Parsing Tools Built using Parsing Theory

Many parsing tools, such as Flex & Bison and ANTLR, are build on solid theory. As a result, they were created quickly and cheaply using structured, well-known techniques. Contrast with parsers developed prior to the theory:

The earliest parser back in the 1950s used utterly ad hoc techniques to analyze the syntax of the source code of programs they were parsing.

Things changed in the 1960s and 70s:

During the 1960s, the field got a lot of academic attention and by the early 1970s, parsing was no longer an arcane art. In the 1970s Aho, Ullman, Knuth, and many others put parsing techniques solidly on their theoretical feet.

One of the first techniques they (Aho, Ullman, Knuth, and others) espoused was to separate lexing (a.k.a. scanning, tokenizing) from parsing. Lexing built upon regular expressions, which built upon Finite Automata (FA) theory and Nondeterministic Finite Automata (NFA) theory. FA and NFA were brilliantly melded together by the famous Kleene Theorem.
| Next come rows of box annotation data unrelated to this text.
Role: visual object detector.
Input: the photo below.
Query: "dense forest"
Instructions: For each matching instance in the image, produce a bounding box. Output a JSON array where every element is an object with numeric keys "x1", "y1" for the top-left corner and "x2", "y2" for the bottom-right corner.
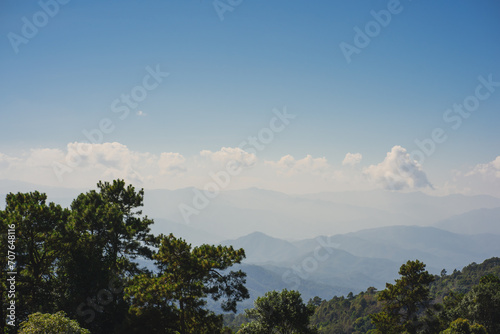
[{"x1": 0, "y1": 180, "x2": 500, "y2": 334}]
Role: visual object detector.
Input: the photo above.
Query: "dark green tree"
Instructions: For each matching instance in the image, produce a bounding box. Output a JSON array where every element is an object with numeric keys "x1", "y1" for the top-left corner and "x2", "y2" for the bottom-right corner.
[
  {"x1": 19, "y1": 311, "x2": 90, "y2": 334},
  {"x1": 58, "y1": 180, "x2": 156, "y2": 334},
  {"x1": 456, "y1": 274, "x2": 500, "y2": 333},
  {"x1": 238, "y1": 289, "x2": 317, "y2": 334},
  {"x1": 125, "y1": 234, "x2": 249, "y2": 334},
  {"x1": 0, "y1": 191, "x2": 69, "y2": 325},
  {"x1": 371, "y1": 260, "x2": 434, "y2": 334},
  {"x1": 441, "y1": 318, "x2": 488, "y2": 334}
]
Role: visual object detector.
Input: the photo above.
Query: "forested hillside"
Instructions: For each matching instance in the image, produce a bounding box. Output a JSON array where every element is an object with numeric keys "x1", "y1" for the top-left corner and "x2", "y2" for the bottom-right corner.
[{"x1": 0, "y1": 180, "x2": 500, "y2": 334}]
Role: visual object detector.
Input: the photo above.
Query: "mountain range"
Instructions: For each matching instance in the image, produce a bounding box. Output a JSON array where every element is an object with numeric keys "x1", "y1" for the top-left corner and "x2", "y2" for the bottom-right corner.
[{"x1": 0, "y1": 180, "x2": 500, "y2": 309}]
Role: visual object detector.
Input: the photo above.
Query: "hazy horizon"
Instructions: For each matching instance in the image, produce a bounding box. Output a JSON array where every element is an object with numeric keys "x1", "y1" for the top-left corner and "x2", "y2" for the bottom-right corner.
[{"x1": 0, "y1": 0, "x2": 500, "y2": 197}]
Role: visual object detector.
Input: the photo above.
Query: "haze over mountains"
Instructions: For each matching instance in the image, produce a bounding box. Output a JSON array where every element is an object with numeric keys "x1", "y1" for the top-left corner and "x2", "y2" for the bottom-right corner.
[{"x1": 0, "y1": 181, "x2": 500, "y2": 308}]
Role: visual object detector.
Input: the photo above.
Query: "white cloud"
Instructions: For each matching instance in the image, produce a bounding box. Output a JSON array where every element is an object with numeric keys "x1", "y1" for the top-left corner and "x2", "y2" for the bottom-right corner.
[
  {"x1": 266, "y1": 154, "x2": 330, "y2": 176},
  {"x1": 342, "y1": 153, "x2": 363, "y2": 166},
  {"x1": 465, "y1": 156, "x2": 500, "y2": 178},
  {"x1": 200, "y1": 147, "x2": 257, "y2": 168},
  {"x1": 364, "y1": 146, "x2": 432, "y2": 190},
  {"x1": 158, "y1": 152, "x2": 187, "y2": 173}
]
Parsing built on top of a rich theory of grammars – Context Free Grammars, Context Sensitive Grammars, etc. – that Chomsky formulated. Here’s a graphic I created depicting the foundation upon which Flex & Bison, ANTLR, and other parser tools are built:

Theory underpinning parser tools

Sometimes theory can be pie-in-the-sky and without practical value, but in this case the theory is enormously practical - the theory informs developers how to implement lexers and parsers in a systematic fashion. As a result, even second year CompSci students can develop lexers and parsers quickly and cheaply and the resulting tools are fast and bug-free. Without the theory everyone would be creating ad-hoc tools like they did in the 1950’s.
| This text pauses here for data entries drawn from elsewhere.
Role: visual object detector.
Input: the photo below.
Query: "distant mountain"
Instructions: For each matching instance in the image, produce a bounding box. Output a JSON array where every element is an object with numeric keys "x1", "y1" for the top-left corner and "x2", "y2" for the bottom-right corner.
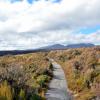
[
  {"x1": 66, "y1": 43, "x2": 95, "y2": 48},
  {"x1": 40, "y1": 44, "x2": 66, "y2": 50},
  {"x1": 40, "y1": 43, "x2": 95, "y2": 50},
  {"x1": 0, "y1": 43, "x2": 95, "y2": 56}
]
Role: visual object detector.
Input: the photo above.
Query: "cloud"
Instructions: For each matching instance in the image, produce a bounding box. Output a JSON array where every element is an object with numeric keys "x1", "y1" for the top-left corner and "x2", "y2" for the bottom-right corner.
[{"x1": 0, "y1": 0, "x2": 100, "y2": 49}]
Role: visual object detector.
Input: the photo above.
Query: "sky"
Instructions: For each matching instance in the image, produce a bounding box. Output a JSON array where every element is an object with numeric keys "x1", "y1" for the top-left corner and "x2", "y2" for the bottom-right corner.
[{"x1": 0, "y1": 0, "x2": 100, "y2": 50}]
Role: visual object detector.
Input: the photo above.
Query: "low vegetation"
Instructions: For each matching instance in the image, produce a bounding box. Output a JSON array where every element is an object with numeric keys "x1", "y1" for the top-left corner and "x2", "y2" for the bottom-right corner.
[
  {"x1": 48, "y1": 47, "x2": 100, "y2": 100},
  {"x1": 0, "y1": 53, "x2": 52, "y2": 100}
]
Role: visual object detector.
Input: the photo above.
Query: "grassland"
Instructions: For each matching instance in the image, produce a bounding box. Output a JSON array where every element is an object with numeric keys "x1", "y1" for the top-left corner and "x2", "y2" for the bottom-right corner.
[
  {"x1": 0, "y1": 53, "x2": 52, "y2": 100},
  {"x1": 48, "y1": 47, "x2": 100, "y2": 100}
]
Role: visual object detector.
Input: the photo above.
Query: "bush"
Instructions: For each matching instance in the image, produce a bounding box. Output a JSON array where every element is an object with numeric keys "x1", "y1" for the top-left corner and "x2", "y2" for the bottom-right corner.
[{"x1": 0, "y1": 81, "x2": 13, "y2": 100}]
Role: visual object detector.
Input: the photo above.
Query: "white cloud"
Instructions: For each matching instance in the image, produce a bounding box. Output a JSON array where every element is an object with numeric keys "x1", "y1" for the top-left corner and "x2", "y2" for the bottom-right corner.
[{"x1": 0, "y1": 0, "x2": 100, "y2": 49}]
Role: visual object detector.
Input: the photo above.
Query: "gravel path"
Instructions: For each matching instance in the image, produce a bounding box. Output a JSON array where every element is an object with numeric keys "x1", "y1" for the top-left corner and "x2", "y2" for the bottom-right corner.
[{"x1": 45, "y1": 59, "x2": 72, "y2": 100}]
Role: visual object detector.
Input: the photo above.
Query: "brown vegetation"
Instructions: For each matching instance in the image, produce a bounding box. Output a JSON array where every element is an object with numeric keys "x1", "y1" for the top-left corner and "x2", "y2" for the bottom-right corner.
[
  {"x1": 0, "y1": 53, "x2": 52, "y2": 100},
  {"x1": 48, "y1": 47, "x2": 100, "y2": 100}
]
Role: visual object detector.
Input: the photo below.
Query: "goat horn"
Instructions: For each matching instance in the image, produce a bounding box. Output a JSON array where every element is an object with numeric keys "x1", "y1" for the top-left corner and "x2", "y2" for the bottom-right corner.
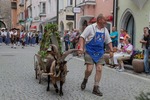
[{"x1": 60, "y1": 49, "x2": 79, "y2": 60}]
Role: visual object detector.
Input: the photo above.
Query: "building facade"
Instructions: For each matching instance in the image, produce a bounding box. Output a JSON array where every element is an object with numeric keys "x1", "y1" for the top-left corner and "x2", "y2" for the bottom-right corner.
[
  {"x1": 117, "y1": 0, "x2": 150, "y2": 49},
  {"x1": 58, "y1": 0, "x2": 75, "y2": 34},
  {"x1": 0, "y1": 0, "x2": 11, "y2": 29},
  {"x1": 76, "y1": 0, "x2": 113, "y2": 31}
]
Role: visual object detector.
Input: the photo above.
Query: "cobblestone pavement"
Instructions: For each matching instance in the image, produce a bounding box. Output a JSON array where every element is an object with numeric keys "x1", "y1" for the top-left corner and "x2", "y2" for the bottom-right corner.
[{"x1": 0, "y1": 44, "x2": 150, "y2": 100}]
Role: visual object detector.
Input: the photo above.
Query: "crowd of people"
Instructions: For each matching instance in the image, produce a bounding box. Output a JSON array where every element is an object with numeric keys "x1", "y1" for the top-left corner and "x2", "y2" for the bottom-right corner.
[
  {"x1": 0, "y1": 28, "x2": 42, "y2": 49},
  {"x1": 110, "y1": 27, "x2": 150, "y2": 74}
]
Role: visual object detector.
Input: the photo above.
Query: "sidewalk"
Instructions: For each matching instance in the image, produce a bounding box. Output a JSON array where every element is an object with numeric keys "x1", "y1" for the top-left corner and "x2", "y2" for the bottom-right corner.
[{"x1": 76, "y1": 56, "x2": 150, "y2": 79}]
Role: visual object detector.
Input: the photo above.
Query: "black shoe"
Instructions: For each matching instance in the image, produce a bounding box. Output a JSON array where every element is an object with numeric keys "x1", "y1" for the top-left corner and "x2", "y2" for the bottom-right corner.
[
  {"x1": 92, "y1": 86, "x2": 103, "y2": 96},
  {"x1": 81, "y1": 79, "x2": 87, "y2": 90}
]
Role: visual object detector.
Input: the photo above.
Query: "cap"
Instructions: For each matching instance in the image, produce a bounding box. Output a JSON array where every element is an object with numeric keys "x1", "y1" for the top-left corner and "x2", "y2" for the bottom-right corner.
[{"x1": 120, "y1": 37, "x2": 124, "y2": 40}]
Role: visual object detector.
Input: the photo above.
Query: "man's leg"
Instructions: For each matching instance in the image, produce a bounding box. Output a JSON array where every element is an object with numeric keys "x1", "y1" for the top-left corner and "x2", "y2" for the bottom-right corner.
[
  {"x1": 81, "y1": 64, "x2": 94, "y2": 90},
  {"x1": 93, "y1": 64, "x2": 103, "y2": 96}
]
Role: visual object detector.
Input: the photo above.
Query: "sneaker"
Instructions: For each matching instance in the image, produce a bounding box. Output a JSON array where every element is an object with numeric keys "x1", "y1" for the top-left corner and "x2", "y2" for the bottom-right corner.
[{"x1": 118, "y1": 68, "x2": 124, "y2": 72}]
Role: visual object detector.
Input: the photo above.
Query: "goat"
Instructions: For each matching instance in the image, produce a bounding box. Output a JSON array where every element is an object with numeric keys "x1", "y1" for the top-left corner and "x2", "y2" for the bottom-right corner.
[{"x1": 46, "y1": 45, "x2": 78, "y2": 96}]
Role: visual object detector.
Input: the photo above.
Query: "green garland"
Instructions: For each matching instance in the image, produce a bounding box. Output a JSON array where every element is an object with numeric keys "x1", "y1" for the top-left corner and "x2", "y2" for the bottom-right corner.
[{"x1": 38, "y1": 24, "x2": 62, "y2": 58}]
Above I stated that the parsing theory was developed in the 1960's and 1970s. Have the structures to be parsed - programming language files and data format files - evolved in complexity to the point where that parsing theory is no longer sufficient? Do we need more advanced parsing theory? No! The parsing theory developed in the 1960s and 1970s is still light-years ahead of modern structures. I created a graphic to depict this:

Parsing capability versus parsing needs

A key property of a great software tool

Recently I have been learning to build parsers using a tool called Flex & Bison. To create a parser one specifies a list of rules and actions (i.e., a grammar). My parser was failing and despite my best debugging efforts I couldn't figure out what I had done wrong. Then I discovered that Flex & Bison can show the steps (shift/reduce steps) it takes to parse the input using my grammar. The output Flex & Bison displayed was fantastic - simple, easy to interpret, and contained exactly the information that I needed. With that output I was able to quickly determine the problem in my grammar and fix it.
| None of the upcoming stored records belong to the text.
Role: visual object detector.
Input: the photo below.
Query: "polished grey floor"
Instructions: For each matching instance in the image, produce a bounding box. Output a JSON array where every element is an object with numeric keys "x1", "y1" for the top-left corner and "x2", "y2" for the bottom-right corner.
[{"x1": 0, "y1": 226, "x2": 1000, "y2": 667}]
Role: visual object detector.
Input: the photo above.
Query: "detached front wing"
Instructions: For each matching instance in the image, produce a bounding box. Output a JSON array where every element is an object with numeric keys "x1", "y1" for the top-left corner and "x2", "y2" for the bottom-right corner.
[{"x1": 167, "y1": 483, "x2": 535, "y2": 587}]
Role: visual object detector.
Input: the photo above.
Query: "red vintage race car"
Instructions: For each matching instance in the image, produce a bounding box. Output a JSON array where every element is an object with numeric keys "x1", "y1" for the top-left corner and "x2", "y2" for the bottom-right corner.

Since that experience I have convinced myself that a key property of a great tool is that the tool must provide a way to display what processing it does to process the input using my specification (e.g., using my grammar). In one of my projects I am writing a software tool and during the course of developing the tool I have learned that it is very difficult to attain the property that I just mentioned. It is very difficult to find just the right set of information that is not too much and not too little and which enables quick, effective debugging. So, to whoever developed Flex & Bison -- my hat's off to you, I am in awe, you rock!

Last Updated: September 18, 2021. Author: Roger Costello